Current guidance suggests combining periodic access recertification with event-driven review when data moves, teams change, or third-party integrations are added. For machine access, short-lived credentials and workload identity reduce the chance that a dormant account continues to read files across multiple systems. That approach aligns with the control logic in the OWASP Non-Human Identity Top 10 and with zero-trust thinking in the Ultimate Guide to NHIs, Key Challenges and Risks. These controls tend to break down when each platform has its own approval queue and no shared entitlement source of truth, because revocation becomes inconsistent across systems.

Common Variations and Edge Cases

Tighter review ownership often increases operational overhead, requiring organisations to balance governance rigor against platform complexity and review fatigue. That tradeoff is real, especially when dozens of repositories, synced folders, and external sharing paths must be reconciled.

There is no universal standard for this yet, but current practice is to treat shared drives, content platforms, and object stores differently only at the execution layer, not at the accountability layer. For highly regulated data, a central review board may be warranted; for low-risk collaboration content, delegated reviewers may be acceptable if policy thresholds are explicit. The hardest edge case is a mixed human and NHI environment, where a service account inherits access through group nesting or app-to-app delegation. In that situation, review owners must verify both the business need and the technical path, or the same permission will persist through a different identity route.
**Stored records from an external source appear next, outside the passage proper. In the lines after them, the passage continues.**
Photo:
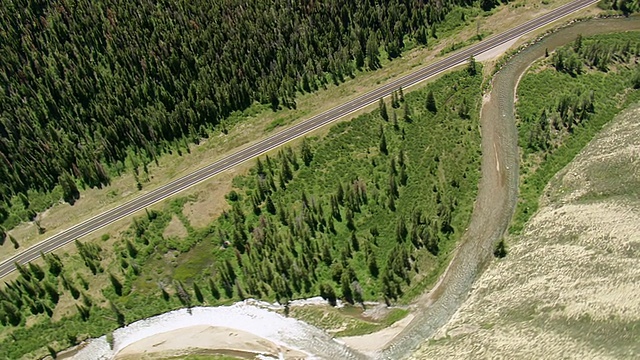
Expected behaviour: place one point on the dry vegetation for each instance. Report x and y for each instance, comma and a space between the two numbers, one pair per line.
256, 123
568, 288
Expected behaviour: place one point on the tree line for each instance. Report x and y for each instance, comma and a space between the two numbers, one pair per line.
88, 85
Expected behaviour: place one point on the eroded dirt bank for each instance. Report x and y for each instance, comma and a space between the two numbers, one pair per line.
564, 289
497, 193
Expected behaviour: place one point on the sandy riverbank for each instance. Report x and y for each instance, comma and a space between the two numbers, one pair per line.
212, 339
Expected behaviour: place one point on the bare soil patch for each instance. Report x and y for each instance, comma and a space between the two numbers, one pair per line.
175, 229
214, 339
568, 288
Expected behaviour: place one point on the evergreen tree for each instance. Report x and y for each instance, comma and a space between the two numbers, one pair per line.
383, 144
431, 102
373, 52
307, 154
198, 292
472, 66
328, 293
382, 106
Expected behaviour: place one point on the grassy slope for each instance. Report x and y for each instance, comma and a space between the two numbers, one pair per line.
541, 89
441, 152
567, 289
250, 125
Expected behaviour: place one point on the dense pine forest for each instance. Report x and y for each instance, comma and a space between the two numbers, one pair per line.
88, 84
369, 212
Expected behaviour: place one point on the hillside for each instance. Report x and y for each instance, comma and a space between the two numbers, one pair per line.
93, 89
568, 286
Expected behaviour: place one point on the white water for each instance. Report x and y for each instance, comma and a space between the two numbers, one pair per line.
244, 316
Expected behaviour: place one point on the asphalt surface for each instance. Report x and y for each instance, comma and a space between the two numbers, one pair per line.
282, 137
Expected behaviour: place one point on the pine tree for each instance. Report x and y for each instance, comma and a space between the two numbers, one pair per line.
407, 112
306, 152
373, 52
271, 208
382, 106
431, 102
14, 242
383, 144
198, 293
214, 289
472, 66
117, 285
328, 293
120, 319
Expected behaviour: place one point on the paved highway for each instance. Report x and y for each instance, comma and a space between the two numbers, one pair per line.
283, 137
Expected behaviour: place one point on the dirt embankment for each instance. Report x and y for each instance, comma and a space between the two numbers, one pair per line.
569, 286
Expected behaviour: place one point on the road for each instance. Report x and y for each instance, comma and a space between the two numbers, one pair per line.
282, 137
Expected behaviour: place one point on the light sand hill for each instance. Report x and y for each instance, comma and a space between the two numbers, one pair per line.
570, 286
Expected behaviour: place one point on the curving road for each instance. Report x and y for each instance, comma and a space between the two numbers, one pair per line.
283, 137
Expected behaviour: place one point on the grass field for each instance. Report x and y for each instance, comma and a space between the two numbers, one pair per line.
576, 106
395, 193
255, 123
567, 288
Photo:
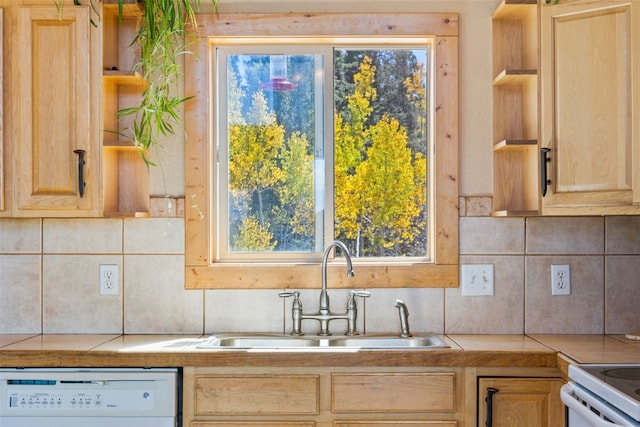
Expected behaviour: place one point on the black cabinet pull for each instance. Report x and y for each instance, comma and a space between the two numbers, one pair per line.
81, 162
489, 399
544, 161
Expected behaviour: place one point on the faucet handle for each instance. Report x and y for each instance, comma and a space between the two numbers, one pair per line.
296, 310
287, 294
361, 294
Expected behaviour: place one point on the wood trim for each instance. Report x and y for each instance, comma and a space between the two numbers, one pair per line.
200, 271
2, 167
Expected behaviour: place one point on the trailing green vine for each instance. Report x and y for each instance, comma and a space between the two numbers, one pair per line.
161, 41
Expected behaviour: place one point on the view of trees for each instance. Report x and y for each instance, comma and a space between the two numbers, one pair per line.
380, 149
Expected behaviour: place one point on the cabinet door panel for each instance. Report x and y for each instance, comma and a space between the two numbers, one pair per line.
525, 402
588, 77
54, 114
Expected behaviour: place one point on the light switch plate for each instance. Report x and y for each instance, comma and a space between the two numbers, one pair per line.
560, 279
477, 279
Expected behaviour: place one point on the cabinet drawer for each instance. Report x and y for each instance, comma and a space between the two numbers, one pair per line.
254, 424
395, 424
393, 392
251, 394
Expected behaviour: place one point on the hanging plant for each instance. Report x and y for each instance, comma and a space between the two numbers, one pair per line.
161, 41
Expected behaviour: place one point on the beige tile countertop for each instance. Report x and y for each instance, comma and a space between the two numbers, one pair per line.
594, 348
180, 350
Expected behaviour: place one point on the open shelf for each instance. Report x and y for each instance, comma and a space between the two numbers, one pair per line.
125, 174
515, 109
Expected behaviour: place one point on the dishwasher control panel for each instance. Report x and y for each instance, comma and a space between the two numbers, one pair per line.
61, 395
89, 393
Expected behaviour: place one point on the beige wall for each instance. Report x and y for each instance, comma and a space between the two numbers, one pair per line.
49, 268
49, 281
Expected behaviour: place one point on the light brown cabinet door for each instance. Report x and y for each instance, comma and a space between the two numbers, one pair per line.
57, 82
523, 402
590, 62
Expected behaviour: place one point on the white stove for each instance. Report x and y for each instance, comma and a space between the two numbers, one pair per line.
603, 395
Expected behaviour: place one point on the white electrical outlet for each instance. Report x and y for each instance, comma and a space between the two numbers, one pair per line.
560, 279
477, 279
108, 279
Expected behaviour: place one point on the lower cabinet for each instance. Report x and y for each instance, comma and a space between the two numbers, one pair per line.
523, 402
336, 397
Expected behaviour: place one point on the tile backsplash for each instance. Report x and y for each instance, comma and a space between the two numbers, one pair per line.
49, 270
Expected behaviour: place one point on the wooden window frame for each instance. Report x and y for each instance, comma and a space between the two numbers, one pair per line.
202, 272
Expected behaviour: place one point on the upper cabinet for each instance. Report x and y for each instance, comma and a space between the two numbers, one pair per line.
55, 108
590, 123
515, 108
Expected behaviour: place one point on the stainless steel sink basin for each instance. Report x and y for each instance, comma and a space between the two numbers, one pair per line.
425, 341
280, 341
261, 341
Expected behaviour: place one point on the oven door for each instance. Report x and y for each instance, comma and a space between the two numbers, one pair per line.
587, 410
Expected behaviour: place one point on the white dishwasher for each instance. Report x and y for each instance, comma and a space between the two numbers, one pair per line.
74, 397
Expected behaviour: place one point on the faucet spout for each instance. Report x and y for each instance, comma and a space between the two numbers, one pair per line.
324, 295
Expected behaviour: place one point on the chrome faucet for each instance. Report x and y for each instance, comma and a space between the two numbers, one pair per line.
404, 319
324, 314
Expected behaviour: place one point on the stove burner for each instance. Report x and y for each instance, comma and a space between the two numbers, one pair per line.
623, 373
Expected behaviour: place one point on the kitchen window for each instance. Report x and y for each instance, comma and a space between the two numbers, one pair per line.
321, 142
283, 143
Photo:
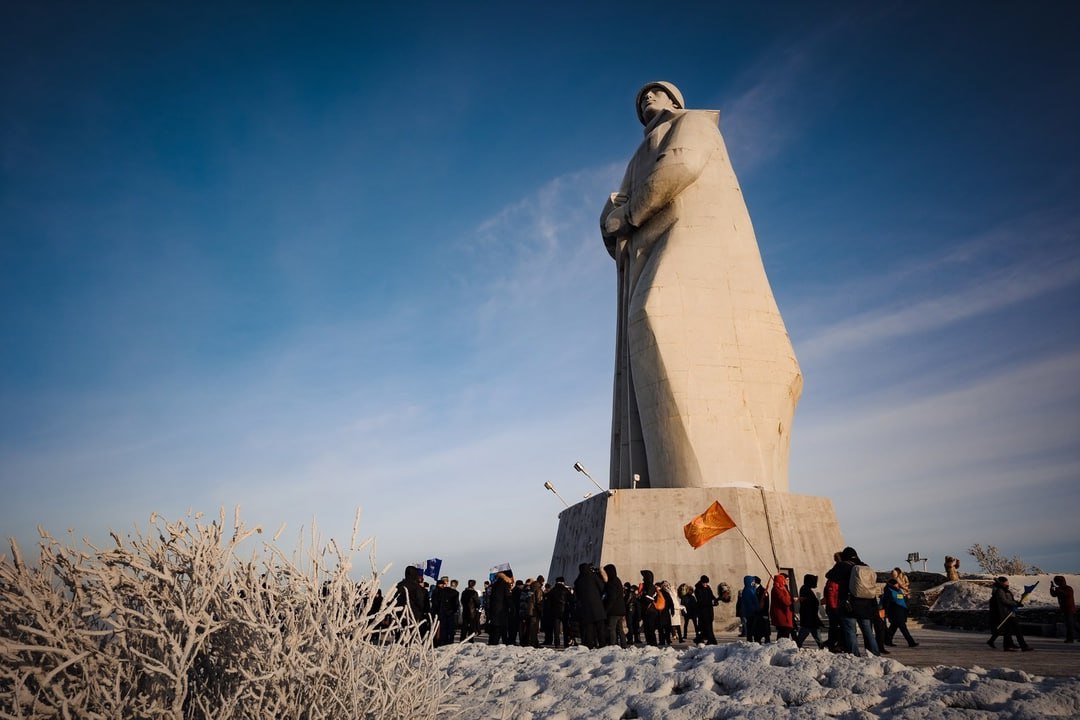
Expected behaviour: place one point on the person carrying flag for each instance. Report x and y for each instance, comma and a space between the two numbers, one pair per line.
1003, 617
1066, 601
Teams should also avoid assuming that a file owner can unilaterally certify access. In multi-platform environments, ownership often sits with the business steward for the data, the identity team for the entitlement process, and the platform team for enforcement. That operating model is consistent with the research view in Ultimate Guide to NHIs, Key Research and Survey Results and with the lifecycle discipline described in the 52 NHI Breaches Analysis. Best practice is evolving, but one point is stable: if no single owner is accountable for cross-platform revocation, stale access survives the next migration.

Standards & Framework Alignment

This section maps relevant standards and security frameworks to the operational risks and controls described in this guidance.

OWASP Non-Human Identity Top 10 address the attack and risk surface, while NIST CSF 2.0 and NIST AI RMF set the governance and control requirements practitioners need to meet.

Framework Control / Reference Relevance
OWASP Non-Human Identity Top 10 NHI-03 Covers lifecycle and rotation gaps that leave access active across platforms.
NIST CSF 2.0 PR.AC-4 Addresses access management and least privilege for shared file access.
NIST AI RMF Supports governance and accountability where automated access decisions are involved.

Map every file service entitlement to NHI-03 and require documented revocation across all systems.